Add in gas, parking, tolls, lodging, meals on the road, taxis, trains, planes, car rentals and other transportation costs, and taxpayers spent $17 million from 2017 through 2020 getting lawmakers and their staff from point A to point B.
That’s on top of the $1.3 million the Legislature paid to lease cars for lawmakers and staff over those years, an amount that includes about $1,500 for car washes.
Office life
In Pennsylvania, legislators have at least one - and sometimes up to three - satellite offices in addition to their offices inside the state Capitol complex.
Over four years, the Legislature spent more than $37 million on lawmakers’ satellite offices alone. Utility bills topped $2 million. Maintenance costs on these rental properties exceeded $2 million. And supplies such as water cooler rentals, snacks and copier leases cost more than $6.3 million.
Only one in four states makes any allowance for district offices.
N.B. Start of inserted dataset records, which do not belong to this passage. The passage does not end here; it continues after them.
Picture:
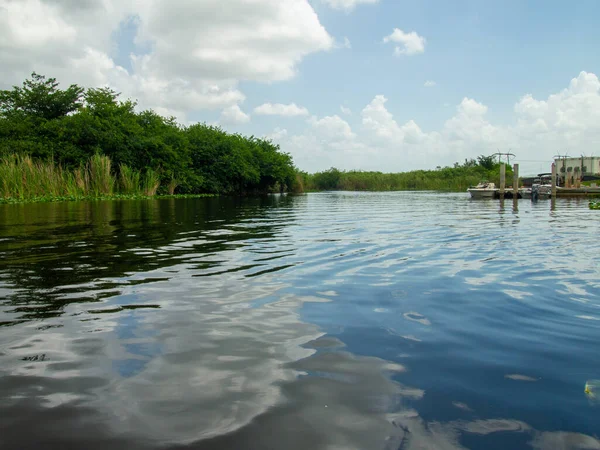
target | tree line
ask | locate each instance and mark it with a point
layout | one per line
(70, 127)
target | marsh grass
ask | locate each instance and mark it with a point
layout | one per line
(129, 180)
(25, 179)
(150, 183)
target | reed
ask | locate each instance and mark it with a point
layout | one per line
(129, 180)
(150, 183)
(22, 179)
(172, 186)
(101, 181)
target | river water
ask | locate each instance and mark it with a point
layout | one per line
(412, 320)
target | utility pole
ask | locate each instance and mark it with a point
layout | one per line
(564, 169)
(507, 154)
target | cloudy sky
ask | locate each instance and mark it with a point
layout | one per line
(387, 85)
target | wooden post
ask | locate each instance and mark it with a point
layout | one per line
(553, 180)
(515, 181)
(502, 179)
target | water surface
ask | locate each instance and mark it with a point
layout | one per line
(325, 321)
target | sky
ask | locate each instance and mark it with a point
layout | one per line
(386, 85)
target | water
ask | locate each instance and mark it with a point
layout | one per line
(325, 321)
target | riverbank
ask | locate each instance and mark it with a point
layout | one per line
(450, 179)
(52, 199)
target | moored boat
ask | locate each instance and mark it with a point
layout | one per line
(484, 189)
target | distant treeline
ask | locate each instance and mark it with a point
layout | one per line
(457, 178)
(44, 127)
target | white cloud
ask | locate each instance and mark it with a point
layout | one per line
(279, 109)
(348, 5)
(198, 51)
(409, 43)
(234, 115)
(540, 129)
(332, 127)
(277, 135)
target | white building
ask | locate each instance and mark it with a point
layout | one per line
(576, 168)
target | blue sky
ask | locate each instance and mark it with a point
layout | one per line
(508, 74)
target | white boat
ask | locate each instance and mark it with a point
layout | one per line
(483, 190)
(541, 188)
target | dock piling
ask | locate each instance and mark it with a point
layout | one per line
(553, 180)
(515, 181)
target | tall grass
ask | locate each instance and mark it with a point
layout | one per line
(447, 179)
(23, 178)
(150, 183)
(130, 180)
(100, 179)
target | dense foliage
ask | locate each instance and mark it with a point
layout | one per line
(457, 178)
(68, 127)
In places like Minnesota, for instance, lawmakers who want to meet with constituents do so in buildings the public has already paid for, such as libraries and schools.
Receipts not required
Legislators award themselves flat-rate per diems for showing up to work, whether in Harrisburg or someplace else they travel, and the rules they wrote don’t require them to present receipts.
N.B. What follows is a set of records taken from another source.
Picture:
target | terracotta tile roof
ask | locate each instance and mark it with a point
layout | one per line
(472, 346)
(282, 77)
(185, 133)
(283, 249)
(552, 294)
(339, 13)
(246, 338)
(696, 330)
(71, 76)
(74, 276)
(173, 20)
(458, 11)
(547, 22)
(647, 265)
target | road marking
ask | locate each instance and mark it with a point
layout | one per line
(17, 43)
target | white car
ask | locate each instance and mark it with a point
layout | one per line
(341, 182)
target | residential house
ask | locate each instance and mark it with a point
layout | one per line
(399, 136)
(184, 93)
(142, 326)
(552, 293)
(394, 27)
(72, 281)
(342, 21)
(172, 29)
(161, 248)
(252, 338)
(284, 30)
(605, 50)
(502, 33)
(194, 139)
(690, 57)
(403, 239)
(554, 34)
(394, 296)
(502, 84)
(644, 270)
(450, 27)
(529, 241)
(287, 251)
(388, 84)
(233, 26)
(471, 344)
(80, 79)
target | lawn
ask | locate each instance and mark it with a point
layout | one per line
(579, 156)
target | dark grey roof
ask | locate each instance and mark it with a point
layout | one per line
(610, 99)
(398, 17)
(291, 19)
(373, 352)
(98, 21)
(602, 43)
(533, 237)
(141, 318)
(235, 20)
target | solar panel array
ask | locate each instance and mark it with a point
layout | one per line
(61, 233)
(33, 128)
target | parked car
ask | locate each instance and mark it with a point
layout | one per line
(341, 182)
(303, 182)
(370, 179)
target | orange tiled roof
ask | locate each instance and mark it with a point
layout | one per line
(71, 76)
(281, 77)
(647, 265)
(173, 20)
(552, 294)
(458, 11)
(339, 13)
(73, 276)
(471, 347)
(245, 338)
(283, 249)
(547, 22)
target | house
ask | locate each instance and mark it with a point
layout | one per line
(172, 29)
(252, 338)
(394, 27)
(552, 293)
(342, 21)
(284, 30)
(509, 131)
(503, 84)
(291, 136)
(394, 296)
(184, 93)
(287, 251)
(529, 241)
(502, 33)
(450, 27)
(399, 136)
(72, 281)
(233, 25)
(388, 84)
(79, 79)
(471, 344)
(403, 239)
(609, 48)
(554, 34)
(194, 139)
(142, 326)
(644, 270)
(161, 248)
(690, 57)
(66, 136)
Including money paid to staff, the General Assembly spent more than $6 million on these payments in four years. It’s far from an even distribution, though. Some members rarely if ever claimed per diems; others filed hundreds of claims. The stipends for food and lodging vary by year, but in 2020 ranged between $178 and $200.
Sainato and Longietti raked in the most by far, at $128,000 and $124,000, respectively - or more than $30,000 a year. Neither of them scaled back their per diem claims significantly during the pandemic, even after the Capitol complex shut down.
An army of lawyers
All four caucuses have state-paid lawyers on staff, but that hasn’t stopped them from charging taxpayers for outside counsel as well. Both chambers pay outside lawyers to represent them on matters ranging from election-related lawsuits to school funding litigation to sexual harassment claims.
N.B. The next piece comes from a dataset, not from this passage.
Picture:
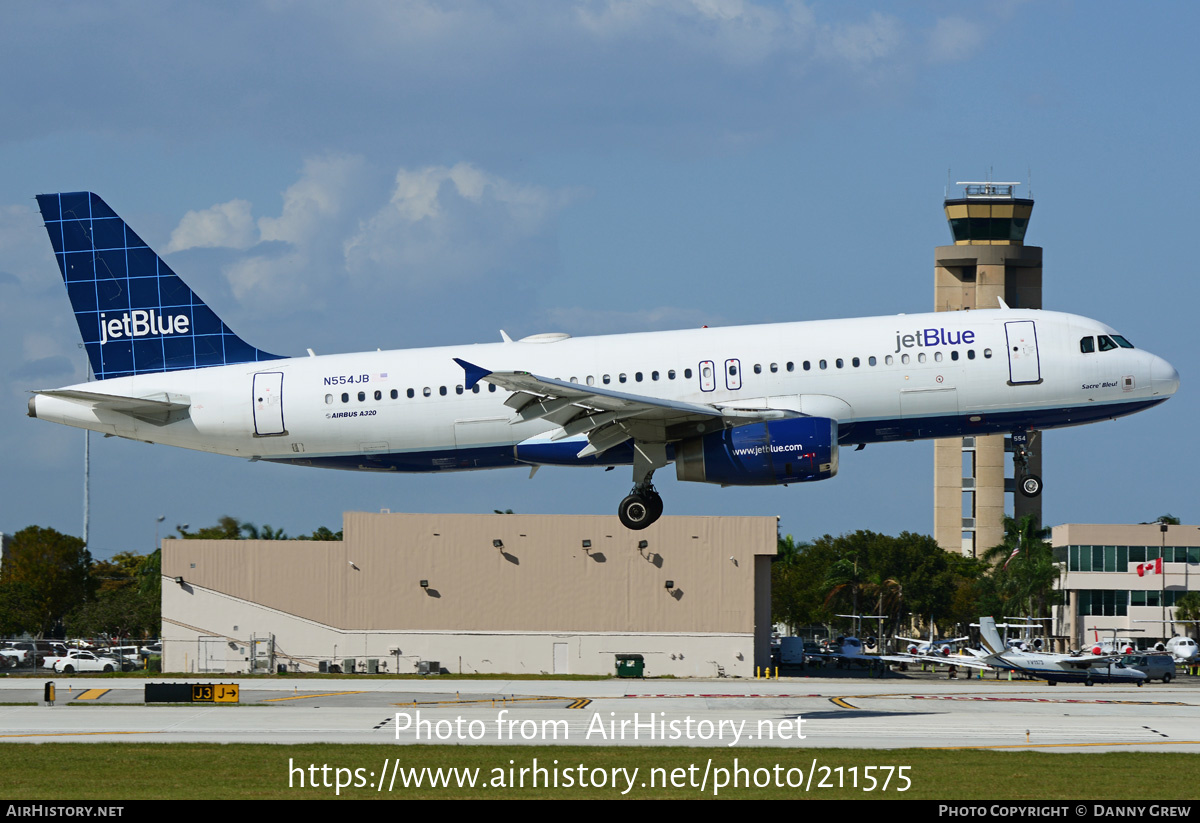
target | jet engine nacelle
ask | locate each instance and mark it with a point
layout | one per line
(778, 451)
Over four years, the Legislature paid about $20 million to 55 law firms.
Often, the public can’t even find out what work those firms are doing, let alone assess whether it’s money well-spent, because of the multiple redactions the chambers employ to mask legal work.
‘Just post it online’
Redactions of the names of people lawmakers met over lunch or dinner, along with many standard redactions of account numbers and personal addresses, led to about 4,770 transactions worth $330,000 with at least some information missing.
Legislators and their lawyers initially tried to withhold much more.
Even though financial records are among the few categories of records the Legislature is required to make public, those officials claimed a “legislative privilege” allowed them to hide, among other details, who legislators were meeting with and why while spending taxpayer money.
Lawmakers and staff sometimes use vague descriptions to explain their purchases.
For example, a House Democratic Caucus expense of $73.46 to reimburse a staffer in September 2019 had no description in the reports originally provided, and in a separate request had the memo, “To enable access to work email while away from office.”
The actual receipt of the transaction, acquired through a follow-up request, revealed a Royal Caribbean cruise receipt for a “zoom surf + stream voyage package,” otherwise known on their website as “the fastest internet at sea.”
Other expenses are shrouded by merely being described as credit card purchases, echoing the way lawmakers hide millions in campaign purchases uncovered by a previous Caucus/Spotlight PA investigation.
Rep. Seth Grove, R-York, recommends, “Just post it online. Save everybody the hassle and be done with it. To me, it’s just an easier solution for everybody involved. … With technology today you can almost automatically, at the end of the day, in real-time, do it.”
Mike Wereschagin, Brad Bumsted, and Sam Janesch of The Caucus contributed to this report.